ECtHR sources also told the Cihan news agency that Özkan v. Turkey might set a precedent for other Ergenekon-related complaints. The decision is also the first official assessment of the European court with respect to Ergenekon. Ergenekon is a clandestine network of individuals who appear to be nested within the state hierarchy and who are currently on trial for multiple counts of murder and causing public disorder that ultimately aimed to overthrow the ruling Justice and Development Party (AK Party) government.

The court said Özkan was deprived of his freedom for being a member of a terrorist organization aiming to topple a democratically elected government. It also added that Özkan seized many documents that belong to security forces, directed a TV channel that broadcast programs designed by Ergenekon and kept a bomb in his own home.

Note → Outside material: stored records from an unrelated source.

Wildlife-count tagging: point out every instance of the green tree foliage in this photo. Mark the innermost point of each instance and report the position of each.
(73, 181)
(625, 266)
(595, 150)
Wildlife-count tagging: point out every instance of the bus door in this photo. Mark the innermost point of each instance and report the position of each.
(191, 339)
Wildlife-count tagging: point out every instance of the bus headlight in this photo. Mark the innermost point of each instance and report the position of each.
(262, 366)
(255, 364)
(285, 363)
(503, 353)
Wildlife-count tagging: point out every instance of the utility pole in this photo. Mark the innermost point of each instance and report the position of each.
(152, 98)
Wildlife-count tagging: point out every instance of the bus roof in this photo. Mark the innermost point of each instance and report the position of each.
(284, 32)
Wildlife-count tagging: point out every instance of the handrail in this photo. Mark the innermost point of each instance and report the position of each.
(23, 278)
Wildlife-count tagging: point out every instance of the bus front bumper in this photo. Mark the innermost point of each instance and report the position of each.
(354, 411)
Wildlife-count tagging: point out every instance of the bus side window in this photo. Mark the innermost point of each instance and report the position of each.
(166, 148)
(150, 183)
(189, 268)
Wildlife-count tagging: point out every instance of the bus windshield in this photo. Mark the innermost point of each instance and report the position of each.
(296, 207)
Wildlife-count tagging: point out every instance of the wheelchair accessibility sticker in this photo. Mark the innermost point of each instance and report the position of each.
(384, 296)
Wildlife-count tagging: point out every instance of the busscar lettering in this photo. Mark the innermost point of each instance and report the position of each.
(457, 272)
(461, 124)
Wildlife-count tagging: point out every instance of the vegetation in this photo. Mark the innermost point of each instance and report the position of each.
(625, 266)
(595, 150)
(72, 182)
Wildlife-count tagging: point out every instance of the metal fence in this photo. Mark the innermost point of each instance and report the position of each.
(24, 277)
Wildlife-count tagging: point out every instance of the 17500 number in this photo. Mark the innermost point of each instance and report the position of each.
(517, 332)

The European court judges also said there are telephone transcripts of conversations between Özkan and military members of Ergenekon that strengthen the evidence against him and underlined that his arrest is legal. The Strasbourg-based court added that the arrest of Özkan by Turkish judicial authorities is based on “tangible evidence” and “legitimate reasons.”

Özkan, the former owner of the Kanaltürk TV station, was detained in İstanbul in late September 2008 as part of an investigation into Ergenekon. The court said Özkan's arrest is not in violation of the European Convention on Human Rights (ECHR).

The European court also rejected Özkan's allegation that he is not aware of what he has been charged with, claiming that İstanbul police informed him that he was under arrest for being a part of a coup plot and that he had been sufficiently informed of the accusations against him so as to be able to defend himself.